Dengan ketidaksetujuannya terhadap gagasan dasar Lingkaran Wina tersebut, Popper kemudian kembali menghidupkan aliran rasionalisme, yakni aliran yang mendasarkan penemuan ilmunya pada ratio atau akal budi manusia. Bedanya dengan aliran resionalisme yang sesungguhnya bahwa Popper mengkondisikan ilmu pengetahuan masih terbuka terhadap kritik, masih dapat dibuktikan salah (falsifikasi). Di sinilah letak damarkasi ilmu pengetahuan. Inilah yang menjadi dasar mengapa aliran yang dipelopori oleh Popper ini disebut rasionalisme kritis.
Ketidaksetujuannya terhadap gagasan dan cara kerja positivisme logis, mendorong Popper mengemukan beberapa prinsip dalam menerangkan esensi dari rasionalisme kritis. Prinsip-prinsip tersebut antara lain adalah Kritik terhadap Induktivisme, Falsifikasi, Trial and Error dan Corroborated. Masing-masing prinsip ini akan diuraikan sebagai berirkut:
1.      Induktivisme
Ilmu pengetahuan empiris yang dihasilkan oleh cara kerja positivisme logis menggunakan cara berpikir induktif. Cara berpikir seperti ini berangkat dari ‘singular statement’ sebagai hasil dari observasi pengalaman,  menuju ’universal statement’ yang berupa hipotesis atau teori.

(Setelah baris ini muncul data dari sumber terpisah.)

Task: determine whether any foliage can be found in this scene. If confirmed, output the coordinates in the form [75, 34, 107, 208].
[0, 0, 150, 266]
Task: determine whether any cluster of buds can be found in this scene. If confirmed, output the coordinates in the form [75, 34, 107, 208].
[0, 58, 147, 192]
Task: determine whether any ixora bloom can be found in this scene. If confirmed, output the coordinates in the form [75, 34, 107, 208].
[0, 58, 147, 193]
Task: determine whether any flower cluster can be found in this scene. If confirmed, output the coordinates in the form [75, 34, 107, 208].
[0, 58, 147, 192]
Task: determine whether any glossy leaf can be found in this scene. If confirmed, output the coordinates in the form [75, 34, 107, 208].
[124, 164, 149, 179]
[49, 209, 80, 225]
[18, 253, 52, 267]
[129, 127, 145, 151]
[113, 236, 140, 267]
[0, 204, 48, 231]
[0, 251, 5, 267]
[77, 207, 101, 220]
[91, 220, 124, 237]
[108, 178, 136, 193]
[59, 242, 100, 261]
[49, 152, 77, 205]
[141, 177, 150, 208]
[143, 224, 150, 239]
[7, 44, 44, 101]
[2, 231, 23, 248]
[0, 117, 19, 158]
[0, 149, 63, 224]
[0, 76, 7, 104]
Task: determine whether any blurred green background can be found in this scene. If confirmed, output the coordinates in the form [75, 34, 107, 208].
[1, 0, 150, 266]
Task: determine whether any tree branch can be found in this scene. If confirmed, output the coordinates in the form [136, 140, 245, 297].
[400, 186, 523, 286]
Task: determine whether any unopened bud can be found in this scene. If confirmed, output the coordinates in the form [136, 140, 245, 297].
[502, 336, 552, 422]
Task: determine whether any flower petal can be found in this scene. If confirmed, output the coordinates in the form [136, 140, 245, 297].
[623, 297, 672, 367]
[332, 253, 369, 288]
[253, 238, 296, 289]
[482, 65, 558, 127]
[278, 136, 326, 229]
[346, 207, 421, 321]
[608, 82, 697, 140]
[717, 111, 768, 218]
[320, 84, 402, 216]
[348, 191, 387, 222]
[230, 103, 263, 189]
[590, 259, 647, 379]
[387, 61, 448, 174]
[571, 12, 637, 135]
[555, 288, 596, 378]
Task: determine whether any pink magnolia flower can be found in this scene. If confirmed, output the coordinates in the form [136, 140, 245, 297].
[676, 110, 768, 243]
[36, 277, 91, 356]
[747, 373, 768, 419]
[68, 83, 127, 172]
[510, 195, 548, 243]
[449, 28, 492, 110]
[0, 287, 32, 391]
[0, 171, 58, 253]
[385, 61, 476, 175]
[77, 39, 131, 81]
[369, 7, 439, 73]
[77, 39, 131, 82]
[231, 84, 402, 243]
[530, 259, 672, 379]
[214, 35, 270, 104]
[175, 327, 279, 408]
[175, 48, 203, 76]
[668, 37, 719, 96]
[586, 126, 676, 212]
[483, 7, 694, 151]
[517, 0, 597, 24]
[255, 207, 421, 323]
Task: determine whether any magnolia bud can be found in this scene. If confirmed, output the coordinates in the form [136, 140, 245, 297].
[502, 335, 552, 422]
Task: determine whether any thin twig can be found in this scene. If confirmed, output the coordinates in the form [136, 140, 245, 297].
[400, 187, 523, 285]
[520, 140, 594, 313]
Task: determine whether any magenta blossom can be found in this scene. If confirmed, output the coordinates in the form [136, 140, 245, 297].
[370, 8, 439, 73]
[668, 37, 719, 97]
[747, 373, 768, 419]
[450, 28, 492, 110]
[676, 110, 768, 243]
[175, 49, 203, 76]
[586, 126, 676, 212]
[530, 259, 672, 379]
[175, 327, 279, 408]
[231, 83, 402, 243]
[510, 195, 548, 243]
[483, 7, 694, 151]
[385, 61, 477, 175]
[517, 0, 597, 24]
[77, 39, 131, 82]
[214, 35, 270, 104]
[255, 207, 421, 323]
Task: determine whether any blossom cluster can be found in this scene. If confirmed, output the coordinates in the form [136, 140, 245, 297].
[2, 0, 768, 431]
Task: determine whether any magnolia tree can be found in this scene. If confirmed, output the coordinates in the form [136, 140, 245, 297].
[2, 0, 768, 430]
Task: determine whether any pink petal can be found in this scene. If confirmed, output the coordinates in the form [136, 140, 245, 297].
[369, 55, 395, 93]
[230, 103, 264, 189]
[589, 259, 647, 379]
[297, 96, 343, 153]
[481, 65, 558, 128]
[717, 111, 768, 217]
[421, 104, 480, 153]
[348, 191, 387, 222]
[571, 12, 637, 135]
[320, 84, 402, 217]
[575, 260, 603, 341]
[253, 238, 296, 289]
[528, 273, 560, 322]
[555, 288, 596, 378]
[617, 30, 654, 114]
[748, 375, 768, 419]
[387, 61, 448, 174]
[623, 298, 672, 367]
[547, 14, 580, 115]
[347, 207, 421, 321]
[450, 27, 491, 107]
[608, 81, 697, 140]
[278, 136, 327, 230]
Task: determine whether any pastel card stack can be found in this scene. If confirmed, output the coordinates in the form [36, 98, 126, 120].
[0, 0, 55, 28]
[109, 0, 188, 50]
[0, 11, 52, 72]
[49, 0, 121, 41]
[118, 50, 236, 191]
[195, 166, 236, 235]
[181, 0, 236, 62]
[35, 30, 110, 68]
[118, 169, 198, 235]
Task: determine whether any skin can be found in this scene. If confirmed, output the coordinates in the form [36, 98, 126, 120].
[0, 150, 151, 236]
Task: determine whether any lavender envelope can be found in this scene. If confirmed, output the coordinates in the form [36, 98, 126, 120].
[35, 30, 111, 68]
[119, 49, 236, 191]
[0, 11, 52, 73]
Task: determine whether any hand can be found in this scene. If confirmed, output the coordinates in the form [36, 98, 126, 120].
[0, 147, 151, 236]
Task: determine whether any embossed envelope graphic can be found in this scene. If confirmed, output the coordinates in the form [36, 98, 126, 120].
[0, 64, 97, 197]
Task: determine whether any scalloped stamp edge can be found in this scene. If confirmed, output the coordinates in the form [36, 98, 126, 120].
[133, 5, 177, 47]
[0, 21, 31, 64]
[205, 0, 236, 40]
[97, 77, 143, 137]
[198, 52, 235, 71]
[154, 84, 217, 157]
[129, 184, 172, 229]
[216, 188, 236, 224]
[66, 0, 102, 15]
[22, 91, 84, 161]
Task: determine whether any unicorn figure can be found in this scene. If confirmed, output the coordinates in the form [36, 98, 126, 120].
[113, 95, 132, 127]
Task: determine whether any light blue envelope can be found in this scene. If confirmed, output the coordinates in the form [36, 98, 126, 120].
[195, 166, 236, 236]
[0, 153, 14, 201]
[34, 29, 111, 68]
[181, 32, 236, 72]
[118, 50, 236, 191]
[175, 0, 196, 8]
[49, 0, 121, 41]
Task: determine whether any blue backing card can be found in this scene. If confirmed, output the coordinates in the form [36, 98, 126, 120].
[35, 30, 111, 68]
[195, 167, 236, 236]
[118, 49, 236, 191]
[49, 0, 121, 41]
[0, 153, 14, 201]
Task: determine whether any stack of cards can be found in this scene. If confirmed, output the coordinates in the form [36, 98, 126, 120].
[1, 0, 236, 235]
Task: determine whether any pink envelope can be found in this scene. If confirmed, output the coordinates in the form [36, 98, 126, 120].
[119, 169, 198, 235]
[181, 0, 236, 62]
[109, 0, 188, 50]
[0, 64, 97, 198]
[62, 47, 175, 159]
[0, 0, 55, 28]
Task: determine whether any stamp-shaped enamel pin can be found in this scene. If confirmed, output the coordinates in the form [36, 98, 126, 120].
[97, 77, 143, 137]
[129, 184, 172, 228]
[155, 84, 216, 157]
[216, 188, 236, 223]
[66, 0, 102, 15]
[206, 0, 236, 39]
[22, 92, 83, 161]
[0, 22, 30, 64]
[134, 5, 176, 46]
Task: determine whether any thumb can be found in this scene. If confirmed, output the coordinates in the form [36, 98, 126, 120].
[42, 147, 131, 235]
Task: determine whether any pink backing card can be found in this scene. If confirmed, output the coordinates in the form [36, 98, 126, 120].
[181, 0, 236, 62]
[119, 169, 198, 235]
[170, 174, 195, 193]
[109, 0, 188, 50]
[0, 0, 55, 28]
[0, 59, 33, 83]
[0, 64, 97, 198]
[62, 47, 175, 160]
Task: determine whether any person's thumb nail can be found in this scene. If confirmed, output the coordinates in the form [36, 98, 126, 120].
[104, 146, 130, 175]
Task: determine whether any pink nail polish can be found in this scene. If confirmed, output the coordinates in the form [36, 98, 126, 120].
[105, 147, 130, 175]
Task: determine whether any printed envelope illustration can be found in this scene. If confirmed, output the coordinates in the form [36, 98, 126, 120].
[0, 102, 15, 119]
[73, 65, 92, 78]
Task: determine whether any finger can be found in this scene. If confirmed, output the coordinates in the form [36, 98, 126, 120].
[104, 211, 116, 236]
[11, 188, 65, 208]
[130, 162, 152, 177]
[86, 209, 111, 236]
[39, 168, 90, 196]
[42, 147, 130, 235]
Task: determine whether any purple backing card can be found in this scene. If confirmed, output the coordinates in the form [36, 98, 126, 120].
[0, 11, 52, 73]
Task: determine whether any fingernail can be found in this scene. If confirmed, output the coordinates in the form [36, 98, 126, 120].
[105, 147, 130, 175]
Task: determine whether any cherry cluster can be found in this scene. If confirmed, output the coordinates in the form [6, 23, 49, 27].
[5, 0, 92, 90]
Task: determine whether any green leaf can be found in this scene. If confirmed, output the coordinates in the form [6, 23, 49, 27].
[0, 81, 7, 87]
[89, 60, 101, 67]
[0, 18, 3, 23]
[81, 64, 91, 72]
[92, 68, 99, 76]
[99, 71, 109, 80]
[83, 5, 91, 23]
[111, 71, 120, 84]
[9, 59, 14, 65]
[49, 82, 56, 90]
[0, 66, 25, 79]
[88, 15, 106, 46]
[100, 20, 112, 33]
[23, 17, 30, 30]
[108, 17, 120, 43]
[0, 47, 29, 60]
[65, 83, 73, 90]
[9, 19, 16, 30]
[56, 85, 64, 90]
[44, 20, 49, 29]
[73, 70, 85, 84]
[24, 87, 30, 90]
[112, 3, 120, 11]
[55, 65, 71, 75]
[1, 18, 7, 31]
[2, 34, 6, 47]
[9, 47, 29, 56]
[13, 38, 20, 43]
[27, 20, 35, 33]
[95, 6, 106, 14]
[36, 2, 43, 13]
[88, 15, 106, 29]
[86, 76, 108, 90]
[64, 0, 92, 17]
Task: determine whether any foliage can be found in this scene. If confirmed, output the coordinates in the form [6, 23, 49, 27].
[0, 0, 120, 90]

Menurut klaim dari positivisme logis, metode induktif merupakan logika dalam menemukan ilmu pengetahuan (the logic of scientific discovery). Dalam kenyataannya, siklus positivisme logis dengan metode induktifnya seperti di atas telah berhasil menambah hasanah ilmu pengetahuan.
Popper melihat adanya kelemahan dalam metode induktif di atas. Menurut argumentasinya, metode induktif tidak dapat dipergunakan untuk menyusun universal statement, karena hakekatnya yang selalu berangkat dari singular statement hasil observasi pengalaman empiris.


2.      Falsifikasi
Pernyataan dan teori yang diperoleh melalui empiris atau positivisme logis pada akhirnya mutlak harus disimpulkan apakah pernyataan dan teori tersebut benar atau salah. Artinya, pernyataan dan teori tersebut harus memiliki kesimpulan akhir (conclusively decidable atau conclusive verification). Kalau pernyataan dan teori tersebut tidak dapat mencapai tahap ini, maka keduanya tidak berarti sama sekali.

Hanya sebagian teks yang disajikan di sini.